My mother wasn’t always like this, overbearing and consistently emotionally projectile vomiting all over me. A switch in her flipped when Braeden died instead of me that summer. When he died, she lost all ability to act like a normal mother. All those qualities that told you to let your child fall down and get scraped to learn their
lesson went out the window, and instead, I was handed a platter of smothering love meant for more than me.
So smothering I rejected it at every turn.
Now that I wasn’t truly her problem anymore it was even more of a strain to let my mother love me the way she wanted.
“Is there anything else? I have a headache. Her brother is coming to live in my neighborhood, fucking great.”
She stood there with her hip popped in her heels and dress that was probably designed for a much younger age group. She always had this way of dressing younger that made the other moms look down at her and respond by buying something their husbands wouldn’t allow.
The Astors were by definition the richest of all the families.
I’m sure my dad would wipe his ass with Versace if he didn’t like the designer so much.

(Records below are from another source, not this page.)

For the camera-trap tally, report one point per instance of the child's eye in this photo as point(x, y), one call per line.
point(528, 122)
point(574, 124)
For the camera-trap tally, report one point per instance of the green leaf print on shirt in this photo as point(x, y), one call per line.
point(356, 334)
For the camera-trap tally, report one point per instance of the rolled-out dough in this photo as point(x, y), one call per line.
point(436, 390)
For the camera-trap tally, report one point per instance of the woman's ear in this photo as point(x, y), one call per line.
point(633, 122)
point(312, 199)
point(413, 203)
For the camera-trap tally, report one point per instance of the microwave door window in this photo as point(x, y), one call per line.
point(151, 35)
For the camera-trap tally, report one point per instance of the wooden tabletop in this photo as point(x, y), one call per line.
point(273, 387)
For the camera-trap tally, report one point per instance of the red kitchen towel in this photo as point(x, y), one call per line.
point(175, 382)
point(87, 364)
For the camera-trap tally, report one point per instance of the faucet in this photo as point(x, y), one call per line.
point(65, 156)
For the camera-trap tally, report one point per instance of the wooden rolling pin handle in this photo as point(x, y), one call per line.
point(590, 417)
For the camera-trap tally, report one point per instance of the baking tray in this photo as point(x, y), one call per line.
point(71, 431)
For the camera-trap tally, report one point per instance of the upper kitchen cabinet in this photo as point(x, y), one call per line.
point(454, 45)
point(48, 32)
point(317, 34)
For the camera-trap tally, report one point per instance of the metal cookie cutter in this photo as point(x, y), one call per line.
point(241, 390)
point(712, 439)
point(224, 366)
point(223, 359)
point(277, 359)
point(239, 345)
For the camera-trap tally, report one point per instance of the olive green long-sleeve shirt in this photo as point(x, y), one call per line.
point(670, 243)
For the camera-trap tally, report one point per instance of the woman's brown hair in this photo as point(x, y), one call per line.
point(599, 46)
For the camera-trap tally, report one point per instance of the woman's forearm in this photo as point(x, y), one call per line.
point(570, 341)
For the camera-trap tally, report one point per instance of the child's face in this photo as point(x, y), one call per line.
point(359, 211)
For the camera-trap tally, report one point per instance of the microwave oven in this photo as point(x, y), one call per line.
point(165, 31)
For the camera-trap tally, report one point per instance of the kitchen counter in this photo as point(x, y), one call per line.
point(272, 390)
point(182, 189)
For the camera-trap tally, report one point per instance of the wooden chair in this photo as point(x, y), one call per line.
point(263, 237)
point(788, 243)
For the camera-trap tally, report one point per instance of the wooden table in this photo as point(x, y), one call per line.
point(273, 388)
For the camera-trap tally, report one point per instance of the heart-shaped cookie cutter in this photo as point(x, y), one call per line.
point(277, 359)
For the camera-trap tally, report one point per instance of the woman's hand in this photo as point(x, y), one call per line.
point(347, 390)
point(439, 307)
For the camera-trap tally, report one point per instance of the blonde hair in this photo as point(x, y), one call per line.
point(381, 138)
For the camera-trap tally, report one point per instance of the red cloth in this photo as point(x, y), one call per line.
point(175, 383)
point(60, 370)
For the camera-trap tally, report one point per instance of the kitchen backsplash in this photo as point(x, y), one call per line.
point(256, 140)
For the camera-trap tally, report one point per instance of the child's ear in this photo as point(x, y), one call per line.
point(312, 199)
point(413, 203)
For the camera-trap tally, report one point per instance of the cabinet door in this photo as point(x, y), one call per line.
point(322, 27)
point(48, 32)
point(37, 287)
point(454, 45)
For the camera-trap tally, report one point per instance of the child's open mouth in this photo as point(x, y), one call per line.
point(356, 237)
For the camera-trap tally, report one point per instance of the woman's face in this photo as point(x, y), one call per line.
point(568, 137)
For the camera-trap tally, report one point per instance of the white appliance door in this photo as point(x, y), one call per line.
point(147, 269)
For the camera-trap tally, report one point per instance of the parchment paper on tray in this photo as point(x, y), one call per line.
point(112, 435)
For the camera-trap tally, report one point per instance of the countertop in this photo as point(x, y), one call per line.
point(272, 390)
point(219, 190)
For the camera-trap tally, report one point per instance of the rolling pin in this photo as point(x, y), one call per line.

Fidgeting with the rings on her fingers, I squinted trying to see what was coming next. “He’s unstable, unpredictable-” I could feel the words sitting on the tip of her tongue wanting to spill out.
Cutting herself off, I watched her discomfort grow right in front of me. Nothing makes my mother, Cecelia Astor, uncomfortable.
She was made of the shit that traumatized even your demons.
I didn’t know much about my mother’s life before me, only that it was the opposite of how she lived now. I could only imagine the kind of pain that makes your skin tough like hers.
“I’ll try not to kill him, happy?”
The warmth of her hands made me jump when she laid them over mine, I always figured she’d be cold to the touch, frozen in time from all the loss she had to endure. I was deprived of warmth and affection, hell, I was still figuring out the difference between sex and intimacy because my demons put them in the same category. “Eve has had it just as hard as you. Just be careful, Bowen.”
She knew things she wasn’t saying and now she confirmed it.
Pulling my hands out of her grasp, I felt the comfort of being cold, pulling me into the dark again, while her eyes dug into me. I could connect the dots without the staring and touching, her stepbrother is the reason she’s had a hard life.